Ralph Sarchie (Eric Bana) is everything you would think of when you picture a NYPD Detective. To him there is no God or Devil, because there is nothing that he has seen that can’t be attributed to human nature. When Sarchie and his partner get involved in a case involving a mother and her son at the zoo, unexplainable things start to happen as they investigate their case. Being the person that he is Sarchie tries to ignore the impossible and uses logic to explain the things he is hears and sees. His opinion starts to change when he meets a priest named Father Mendoza (Edgar Ramirez) who tells him about the truth in what he is witnessing. Sarchie, who has seen the evil of men, shuts out his wife Jen (Olivia Munn) and his daughter so that they don’t see the darkness that he believes is inside him.
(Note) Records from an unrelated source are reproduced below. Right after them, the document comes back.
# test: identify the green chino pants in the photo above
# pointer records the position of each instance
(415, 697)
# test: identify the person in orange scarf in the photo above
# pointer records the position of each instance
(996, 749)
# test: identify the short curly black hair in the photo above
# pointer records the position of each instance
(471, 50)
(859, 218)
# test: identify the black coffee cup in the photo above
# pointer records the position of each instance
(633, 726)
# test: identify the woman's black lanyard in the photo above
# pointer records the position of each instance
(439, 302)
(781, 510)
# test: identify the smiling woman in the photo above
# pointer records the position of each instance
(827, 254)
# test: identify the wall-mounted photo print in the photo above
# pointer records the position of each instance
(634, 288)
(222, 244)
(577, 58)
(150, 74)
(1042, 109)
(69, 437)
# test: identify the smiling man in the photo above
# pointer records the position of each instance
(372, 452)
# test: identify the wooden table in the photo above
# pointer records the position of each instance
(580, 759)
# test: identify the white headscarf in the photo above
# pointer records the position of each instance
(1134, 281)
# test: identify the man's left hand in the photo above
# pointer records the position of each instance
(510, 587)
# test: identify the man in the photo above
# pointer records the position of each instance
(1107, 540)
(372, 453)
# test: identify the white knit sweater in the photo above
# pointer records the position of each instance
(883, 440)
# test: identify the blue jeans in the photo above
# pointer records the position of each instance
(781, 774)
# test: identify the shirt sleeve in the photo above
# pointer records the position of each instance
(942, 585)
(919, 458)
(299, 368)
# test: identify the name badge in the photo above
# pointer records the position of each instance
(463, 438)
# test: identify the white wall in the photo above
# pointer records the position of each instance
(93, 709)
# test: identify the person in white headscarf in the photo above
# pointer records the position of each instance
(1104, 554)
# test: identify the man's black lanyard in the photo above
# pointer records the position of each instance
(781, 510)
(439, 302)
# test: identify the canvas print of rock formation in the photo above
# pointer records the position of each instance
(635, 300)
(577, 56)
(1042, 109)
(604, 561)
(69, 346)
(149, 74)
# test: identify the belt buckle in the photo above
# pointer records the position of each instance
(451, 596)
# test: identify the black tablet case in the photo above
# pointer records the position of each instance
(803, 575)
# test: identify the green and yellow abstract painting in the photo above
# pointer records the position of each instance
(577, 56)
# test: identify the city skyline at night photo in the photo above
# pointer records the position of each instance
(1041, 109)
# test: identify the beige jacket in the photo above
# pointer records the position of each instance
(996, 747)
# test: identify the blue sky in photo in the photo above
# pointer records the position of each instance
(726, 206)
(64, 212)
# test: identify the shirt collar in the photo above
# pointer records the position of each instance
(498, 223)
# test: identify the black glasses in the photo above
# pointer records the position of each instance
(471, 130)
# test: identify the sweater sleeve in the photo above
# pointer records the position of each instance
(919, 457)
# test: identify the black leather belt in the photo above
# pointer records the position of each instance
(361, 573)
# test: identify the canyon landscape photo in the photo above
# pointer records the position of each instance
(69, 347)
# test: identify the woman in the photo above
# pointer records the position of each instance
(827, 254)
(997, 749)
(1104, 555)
When the darkness comes to them, Sarchie must rediscover his faith and protect his family from the evil that hunts them.

“Deliver Us From Evil” is one of those films that is not in a hurry to get to the finish line. It lets everything reach a slow boil, letting you take in little details that are happening around the main action on the screen. This is what made “Sinister” work so well , you had time to think about every little thing you saw unfold before your eyes. But what worked in one location there, doesn’t quite work in this film as well, you do feel the pacing until the conclusion. Where the film fails, is in its story, which is based off a book called “Beware the Night” by Ralph Sarchie and Lisa Collier Cool. Derrickson and Paul Harris Boardman adapted the book to the screen that has multiple stories of cases that Sarchie encountered as police officer and as a Demonologist. While the film sometimes doesn’t know what its focus should be, Derrickson makes the film good enough that you follow anyway. The film is dark, which gives Bana and his partner plenty of chances to do their best “X-Files” impression and show their skills with a flashlight. “Deliver Us From Evil” is not a great movie, but it is a decent horror movie, one that lets you think about what could happen just as much as what actually does. Derrickson takes a few steps back with this one after “Sinister”, but he still delivers up a conventional horror film.